Here I was worried that he’d lose his temper or fly into a rage, but he just wants to be in Chime’s life. He’s even willing to pay child support to have supervised visits with her.

What have I done?

“You don’t have to pay child support,” I say.

My omega mom raises her eyebrows in disbelief.

“I mean for right now,” I clarify. “We need to figure out what’s going on with our bond before we make any decisions about child support or visitation.”

Slade rests his elbows on the table and sinks his head into his hands. His shoulders are hunched and tense. “She’s beautiful.” His voice is ragged and broken. After watching him successfully control himself all morning, it’s unsettling to see him like this. But what did I expect? Slade just found out he has a child and a possible bond with me. He also got released from the most dangerous prison in the US just this morning.

That’s a lot for one person all in one day.

“Does Slade have somewhere to go?” My omega mom asks. “We have an extra bed here, if he needs help getting back on his feet.”

I’m surprised that my alpha mom nods in agreement.

Slade sits up, discretely wiping tears from his face. “I’m staying with my brother. He lives in San Antonio. If you have a phone I could borrow, I’ll ask him to come pick me up. He said he wouldn’t mind.”

“Silver’s already heading that way. I’m sure he can give you a ride,” My alpha mom suggests.

So that’s it, then. Slade is going home to his brother’s house. No more discussion about our unresolved bond, no more reassurance that he still wants me. It feels like a slap in the face. But what did I expect? That he would instantaneously forgive me for keeping his daughter from him all these years?

“Do you want Slade to go?” my omega mom asks. “If the two of you need more time together, we’d be happy to have Chime over for the night.”

Slade stands up. “I need to see my brother.”

Maybe it’s for the best. After all, I still don’t know if he’s safe to be around. Just because the sex was amazing, doesn’t mean I can throw all caution to the wind and settle down with him.

If only my heart didn’t ache at the idea of him leaving. Even after all this time, I’m still a fool for him.

“I’ll go ask Silver if he’s ready,” my alpha mom says, and heads for the door.

20

SLADE

Silver doesn’t speak to me in the car. It’s hardly a surprise. He didn’t like me back in high school, and that was before I got his brother pregnant and went to jail. But I can’t bring myself to care about what Silver thinks of me.

I have a daughter. Her dimpled smile is the cutest thing I’ve ever seen. It’s exactly like Quin’s. I loved the way she cocked her head while trying to figure out what kind of shifter I was and the sound of her feet scampering across the floor. Her little high-pitched voice plays in my head the whole way home.

He’s the biggest person I’ve ever seen.

People don’t say the ‘Wind’ part unless they call me their little wind chime.

All raccoon shifters are named after beautiful things. It’s because our parents love us.

She was so certain she was loved. When I was her age, I wasn’t even sure where my next meal was coming from. Every time Jake told me he was hungry, I felt so powerless. But Chime is a child from an entirely different world. Her clothes were clean and new. Her hair was combed.

No thanks to me.

The long drive gives me time to think about what I did to Quin. He wrote me a letter during my first month at Sciff. I never bothered to write him back. At the time, I thought it would be better for him if I cut ties completely. My initial sentence was ten years. That was far too long to ask him to wait for me. But I could have written him to say all of that. Instead, I ignored him. While he was pregnant with my child.

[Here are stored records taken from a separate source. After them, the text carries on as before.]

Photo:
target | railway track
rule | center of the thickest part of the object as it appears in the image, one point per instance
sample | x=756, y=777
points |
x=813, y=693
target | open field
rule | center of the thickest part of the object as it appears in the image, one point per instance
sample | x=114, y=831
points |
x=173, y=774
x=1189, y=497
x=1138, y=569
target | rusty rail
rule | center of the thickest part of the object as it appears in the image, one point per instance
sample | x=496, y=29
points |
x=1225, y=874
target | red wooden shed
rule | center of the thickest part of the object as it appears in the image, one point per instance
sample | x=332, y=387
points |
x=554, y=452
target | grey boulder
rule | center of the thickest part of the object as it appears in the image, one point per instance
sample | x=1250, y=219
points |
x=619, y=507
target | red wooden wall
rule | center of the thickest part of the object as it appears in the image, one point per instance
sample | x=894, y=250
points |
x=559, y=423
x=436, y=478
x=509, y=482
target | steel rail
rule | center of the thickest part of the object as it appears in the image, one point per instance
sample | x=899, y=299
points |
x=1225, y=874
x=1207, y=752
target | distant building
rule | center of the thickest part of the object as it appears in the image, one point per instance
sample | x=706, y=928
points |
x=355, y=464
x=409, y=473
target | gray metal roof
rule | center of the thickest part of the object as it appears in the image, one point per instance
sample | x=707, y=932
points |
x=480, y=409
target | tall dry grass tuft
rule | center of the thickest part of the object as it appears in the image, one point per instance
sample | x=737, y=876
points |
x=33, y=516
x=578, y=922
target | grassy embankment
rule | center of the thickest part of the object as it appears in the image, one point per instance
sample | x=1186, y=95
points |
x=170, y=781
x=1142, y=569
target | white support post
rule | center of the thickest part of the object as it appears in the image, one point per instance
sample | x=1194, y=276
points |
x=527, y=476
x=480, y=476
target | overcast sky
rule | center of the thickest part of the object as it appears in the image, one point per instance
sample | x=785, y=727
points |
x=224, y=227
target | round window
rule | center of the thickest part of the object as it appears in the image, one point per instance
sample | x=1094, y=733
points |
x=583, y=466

If only he had told me about her. Maybe he wasn’t sure if he should. After all, he thought I’d just killed someone.

Quin had to go through his pregnancy alone. He had to give birth alone. I’m sure his family was there for him, but he didn’t have a mate to hold his hand through the pain or drive him home from the hospital. He had to scrounge up money for every Christmas on his own and wake up every time Chime cried in the middle of the night. Meanwhile, I was feeling sorry for myself at Sciff and not contributing a thing.

Silver slows down when we get to a nice neighborhood with cozy little houses and white picket fences. There don’t seem to be many apartments in this area of town. Maybe Jake and Stew are renting out someone’s basement. Silver stops in front of a red brick house with a vegetable garden out front. The address number Jake sent me is printed on the mailbox.